Most Animal Friendly Diet?

April 20th, 2014
animals, morality, veg
If you ordered all the world's diets from least harmful to most harmful with regard to animals, the vegetarian and vegan diets would be towards the less harmful end. But there are many cases where a diet involving animal products is going to involve less animal suffering than another diet that doesn't. For example, compare eating crops grown with saturation pollination to eating honey. Honey is an animal product, and the bees do suffer when you take the honey from them, but it looks to me like saturation pollination is much worse. With most kinds of honey the bees are mostly free to do whatever they want, eat wherever they please, and come back to the hive on their own. The beekeepers want to make sure there's enough nectar locally to support the bees so they avoid overcrowding. With saturation pollination, however, large numbers of bees are released in a small area to maximize pollination and crop yields. Yet because this doesn't involve eating animals or animal products it falls within the bounds of 'vegan'.

What would a diet that was designed to minimize animal suffering look like? Has anyone worked on this?

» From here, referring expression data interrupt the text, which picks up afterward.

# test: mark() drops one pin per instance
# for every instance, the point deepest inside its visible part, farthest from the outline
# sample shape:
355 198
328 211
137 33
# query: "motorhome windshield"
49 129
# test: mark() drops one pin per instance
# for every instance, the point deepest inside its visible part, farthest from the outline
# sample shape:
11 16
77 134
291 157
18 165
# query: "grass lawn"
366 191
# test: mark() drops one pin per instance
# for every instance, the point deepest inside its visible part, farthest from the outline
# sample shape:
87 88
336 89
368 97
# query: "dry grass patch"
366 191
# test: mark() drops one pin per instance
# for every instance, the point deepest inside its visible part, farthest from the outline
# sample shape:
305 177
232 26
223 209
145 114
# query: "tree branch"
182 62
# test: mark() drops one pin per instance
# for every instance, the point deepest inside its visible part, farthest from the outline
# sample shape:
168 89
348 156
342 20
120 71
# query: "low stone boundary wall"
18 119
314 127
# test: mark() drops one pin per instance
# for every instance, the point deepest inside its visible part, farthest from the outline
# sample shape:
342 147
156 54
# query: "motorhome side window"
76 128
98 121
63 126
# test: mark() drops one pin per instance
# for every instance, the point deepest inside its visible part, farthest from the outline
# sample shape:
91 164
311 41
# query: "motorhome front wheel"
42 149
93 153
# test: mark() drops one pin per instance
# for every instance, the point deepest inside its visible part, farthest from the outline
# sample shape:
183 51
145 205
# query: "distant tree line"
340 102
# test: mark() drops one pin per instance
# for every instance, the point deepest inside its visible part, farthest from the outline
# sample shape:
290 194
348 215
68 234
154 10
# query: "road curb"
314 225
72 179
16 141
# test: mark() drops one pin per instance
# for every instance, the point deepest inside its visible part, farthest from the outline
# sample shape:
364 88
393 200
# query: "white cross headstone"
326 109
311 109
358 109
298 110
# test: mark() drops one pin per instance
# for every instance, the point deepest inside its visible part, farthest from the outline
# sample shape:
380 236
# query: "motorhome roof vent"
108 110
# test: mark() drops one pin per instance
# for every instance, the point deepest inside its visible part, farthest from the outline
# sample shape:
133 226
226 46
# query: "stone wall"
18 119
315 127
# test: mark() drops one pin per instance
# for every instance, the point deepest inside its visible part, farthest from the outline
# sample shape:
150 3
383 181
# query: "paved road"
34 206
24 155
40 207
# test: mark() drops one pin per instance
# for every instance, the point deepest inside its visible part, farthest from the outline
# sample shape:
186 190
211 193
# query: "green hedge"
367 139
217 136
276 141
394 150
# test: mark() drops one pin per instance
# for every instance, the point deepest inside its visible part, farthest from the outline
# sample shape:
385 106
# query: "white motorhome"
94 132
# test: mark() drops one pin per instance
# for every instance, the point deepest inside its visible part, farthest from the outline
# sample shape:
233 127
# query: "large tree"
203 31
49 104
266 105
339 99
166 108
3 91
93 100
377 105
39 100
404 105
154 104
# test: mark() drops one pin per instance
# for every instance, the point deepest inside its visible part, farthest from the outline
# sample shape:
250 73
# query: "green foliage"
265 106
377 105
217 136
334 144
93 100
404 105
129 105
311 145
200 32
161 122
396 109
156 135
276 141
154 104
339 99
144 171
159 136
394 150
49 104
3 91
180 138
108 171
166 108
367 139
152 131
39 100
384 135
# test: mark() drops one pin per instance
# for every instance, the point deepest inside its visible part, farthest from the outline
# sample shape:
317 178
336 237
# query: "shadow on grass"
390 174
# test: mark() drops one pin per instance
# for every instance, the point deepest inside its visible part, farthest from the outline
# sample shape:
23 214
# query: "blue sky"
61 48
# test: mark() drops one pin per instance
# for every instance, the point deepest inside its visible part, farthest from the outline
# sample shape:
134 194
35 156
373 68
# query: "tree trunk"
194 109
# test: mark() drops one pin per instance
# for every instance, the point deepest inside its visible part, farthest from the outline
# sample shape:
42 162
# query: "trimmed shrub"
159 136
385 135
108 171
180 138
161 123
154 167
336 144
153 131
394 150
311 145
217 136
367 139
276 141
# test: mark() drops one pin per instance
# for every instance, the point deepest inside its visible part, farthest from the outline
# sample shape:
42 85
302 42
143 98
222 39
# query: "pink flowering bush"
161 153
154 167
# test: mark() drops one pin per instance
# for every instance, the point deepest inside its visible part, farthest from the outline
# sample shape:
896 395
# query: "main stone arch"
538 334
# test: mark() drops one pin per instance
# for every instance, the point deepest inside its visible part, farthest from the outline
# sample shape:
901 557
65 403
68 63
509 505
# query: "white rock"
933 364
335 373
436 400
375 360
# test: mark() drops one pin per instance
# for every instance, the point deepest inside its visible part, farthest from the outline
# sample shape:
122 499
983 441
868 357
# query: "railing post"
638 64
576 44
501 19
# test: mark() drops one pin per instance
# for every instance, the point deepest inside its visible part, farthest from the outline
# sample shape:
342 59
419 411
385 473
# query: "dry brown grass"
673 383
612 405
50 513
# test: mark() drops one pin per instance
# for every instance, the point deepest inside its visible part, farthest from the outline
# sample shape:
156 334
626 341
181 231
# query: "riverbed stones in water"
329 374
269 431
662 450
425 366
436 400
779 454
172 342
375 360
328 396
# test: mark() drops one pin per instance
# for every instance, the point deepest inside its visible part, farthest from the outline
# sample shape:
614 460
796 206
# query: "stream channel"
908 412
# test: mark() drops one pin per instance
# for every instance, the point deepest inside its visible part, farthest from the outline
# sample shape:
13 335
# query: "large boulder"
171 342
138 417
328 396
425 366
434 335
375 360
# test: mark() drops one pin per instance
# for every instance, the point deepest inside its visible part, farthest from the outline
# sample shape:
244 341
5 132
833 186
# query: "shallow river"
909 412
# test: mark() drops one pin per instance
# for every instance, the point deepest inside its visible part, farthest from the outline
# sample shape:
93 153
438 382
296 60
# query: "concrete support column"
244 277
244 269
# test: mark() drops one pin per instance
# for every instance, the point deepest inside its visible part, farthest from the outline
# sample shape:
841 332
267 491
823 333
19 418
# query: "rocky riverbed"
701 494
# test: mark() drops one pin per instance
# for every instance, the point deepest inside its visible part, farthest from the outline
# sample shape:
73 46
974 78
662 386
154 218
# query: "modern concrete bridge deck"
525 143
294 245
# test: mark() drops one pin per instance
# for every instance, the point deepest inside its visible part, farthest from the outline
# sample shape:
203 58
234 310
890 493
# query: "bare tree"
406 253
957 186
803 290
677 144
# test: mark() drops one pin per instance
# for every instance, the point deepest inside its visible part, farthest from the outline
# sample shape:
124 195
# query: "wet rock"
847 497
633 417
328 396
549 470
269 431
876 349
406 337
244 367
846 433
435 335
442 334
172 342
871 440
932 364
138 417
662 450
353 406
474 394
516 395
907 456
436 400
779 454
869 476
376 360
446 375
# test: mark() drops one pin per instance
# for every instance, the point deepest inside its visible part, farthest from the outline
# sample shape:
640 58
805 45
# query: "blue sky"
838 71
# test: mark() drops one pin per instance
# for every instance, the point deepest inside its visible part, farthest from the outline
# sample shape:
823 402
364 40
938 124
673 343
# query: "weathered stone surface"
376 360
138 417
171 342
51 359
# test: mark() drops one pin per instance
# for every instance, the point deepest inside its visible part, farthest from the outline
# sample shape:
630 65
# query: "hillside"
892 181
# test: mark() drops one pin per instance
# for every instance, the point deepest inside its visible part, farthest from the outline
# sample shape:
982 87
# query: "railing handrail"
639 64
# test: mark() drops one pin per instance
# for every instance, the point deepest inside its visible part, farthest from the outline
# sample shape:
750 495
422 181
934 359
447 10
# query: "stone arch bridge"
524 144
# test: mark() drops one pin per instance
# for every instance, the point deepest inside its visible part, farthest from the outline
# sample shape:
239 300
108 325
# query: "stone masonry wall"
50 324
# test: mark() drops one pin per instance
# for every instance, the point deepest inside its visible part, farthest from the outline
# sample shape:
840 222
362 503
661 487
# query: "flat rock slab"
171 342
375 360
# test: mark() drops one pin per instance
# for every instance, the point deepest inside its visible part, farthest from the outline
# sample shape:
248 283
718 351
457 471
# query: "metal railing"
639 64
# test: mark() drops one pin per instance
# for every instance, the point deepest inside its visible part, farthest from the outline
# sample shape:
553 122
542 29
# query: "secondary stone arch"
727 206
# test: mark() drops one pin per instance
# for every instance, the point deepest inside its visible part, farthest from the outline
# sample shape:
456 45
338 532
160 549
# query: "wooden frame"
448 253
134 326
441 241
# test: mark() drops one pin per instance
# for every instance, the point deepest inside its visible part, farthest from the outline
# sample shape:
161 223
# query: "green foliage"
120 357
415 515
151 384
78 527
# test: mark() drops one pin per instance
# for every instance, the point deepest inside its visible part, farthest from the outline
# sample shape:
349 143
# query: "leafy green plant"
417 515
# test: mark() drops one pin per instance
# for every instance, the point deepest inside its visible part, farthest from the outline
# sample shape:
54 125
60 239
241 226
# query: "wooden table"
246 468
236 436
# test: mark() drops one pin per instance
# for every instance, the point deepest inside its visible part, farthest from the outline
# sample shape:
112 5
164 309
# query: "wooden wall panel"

(I suspect this is a very hard problem. For example, let's say production of a certain food generally entails a large amount of rainforest destruction. This is clearly bad for the animals that live there, but its main effect is on animals that don't exist yet, the ones that won't be able to live there in the future because the land has been converted from fertile productive rainforest to much less productive crop land or even parking lots. If you think that animals in the wild generally have good lives then this is a bad thing, but if you think the typical life of a wild animal is mostly suffering then this habitat destruction is probably beneficial on balance and should be counted in the favor of the food in question.)